Canada will host the biennial scientific sessions of the International Society of Hypertension in Vancouver, British Columbia, from September 26 to 30, 2010. Interested scientists and clinicians should plan to attend this premier clinical and scientific meeting.
The state of hypertension diagnosis, treatment and control in Canada will be much clearer in 2010. Three major national surveys will report Canada’s performance in the prevention and control of hypertension in 2010. A Statistics Canada – Public Health Agency of Canada survey will report the national prevalence of hypertension, and the awareness, treatment and control rates in February 2010. The survey is much anticipated because the latest national surveys were performed from 1985 to 1992 and many studies since then have suggested that there are marked improvements in hypertension management (23–27). Furthermore, a detailed Statistics Canada – Public Health Agency of Canada survey of Canadians with hypertension will be reported in 2010. The survey examines the knowledge, attitudes and behaviours of hypertensive Canadians, and will allow tailored and, likely, more effective patient educational resources to be developed. Also in 2010, the first federal-provincial hypertension survey will be published, using linked provincial administrative databases. The methods for these surveys were developed in part by CHEP and allow ongoing examination of the incidence and prevalence of diagnosed hypertension in people with and without diabetes as well as linkages to total mortality rate. CHEP is developing methodology to add assessment of antihypertensive treatment and specific complications and causes of death to this survey. These surveys assess the national impact of programs to prevent and control hypertension and allow CHEP to tailor educational interventions to the objective needs of Canadians.

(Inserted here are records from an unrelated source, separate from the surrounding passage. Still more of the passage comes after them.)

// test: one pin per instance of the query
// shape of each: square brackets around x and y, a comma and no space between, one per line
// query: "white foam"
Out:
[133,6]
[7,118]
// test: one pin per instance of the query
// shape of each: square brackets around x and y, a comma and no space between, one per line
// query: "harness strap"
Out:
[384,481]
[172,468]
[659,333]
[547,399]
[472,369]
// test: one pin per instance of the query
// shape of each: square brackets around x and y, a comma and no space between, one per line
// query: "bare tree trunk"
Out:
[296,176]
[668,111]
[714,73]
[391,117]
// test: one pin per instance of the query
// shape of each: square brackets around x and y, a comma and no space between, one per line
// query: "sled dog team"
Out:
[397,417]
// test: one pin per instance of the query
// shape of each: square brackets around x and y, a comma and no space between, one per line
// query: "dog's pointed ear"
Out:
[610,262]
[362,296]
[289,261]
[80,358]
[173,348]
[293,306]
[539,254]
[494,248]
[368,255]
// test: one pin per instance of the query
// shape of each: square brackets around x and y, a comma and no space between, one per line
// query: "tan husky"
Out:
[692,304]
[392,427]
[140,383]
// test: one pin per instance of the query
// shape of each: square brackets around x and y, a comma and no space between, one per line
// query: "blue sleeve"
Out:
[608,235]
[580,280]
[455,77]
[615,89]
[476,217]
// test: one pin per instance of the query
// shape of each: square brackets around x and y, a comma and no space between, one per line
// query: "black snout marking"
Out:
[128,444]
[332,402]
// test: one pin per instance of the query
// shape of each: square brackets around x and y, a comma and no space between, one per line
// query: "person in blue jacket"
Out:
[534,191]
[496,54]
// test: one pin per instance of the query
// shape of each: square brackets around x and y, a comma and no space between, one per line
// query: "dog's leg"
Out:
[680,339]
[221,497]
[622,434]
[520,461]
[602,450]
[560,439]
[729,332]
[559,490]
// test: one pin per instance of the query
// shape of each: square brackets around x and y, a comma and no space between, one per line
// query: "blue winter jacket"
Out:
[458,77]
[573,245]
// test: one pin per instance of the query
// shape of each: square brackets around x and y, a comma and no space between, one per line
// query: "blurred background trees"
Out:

The CHEP executive thank the more than 100 health care professional volunteers who are working with CHEP to prevent and control hypertension. The collaborative approach among volunteers from clinical practice, academia and government – with the support of the primary care professional associations, the pharmaceutical health care industry, governments, charities and scientific organizations – has been associated with marked improvements in the management and outcomes of hypertensive Canadians.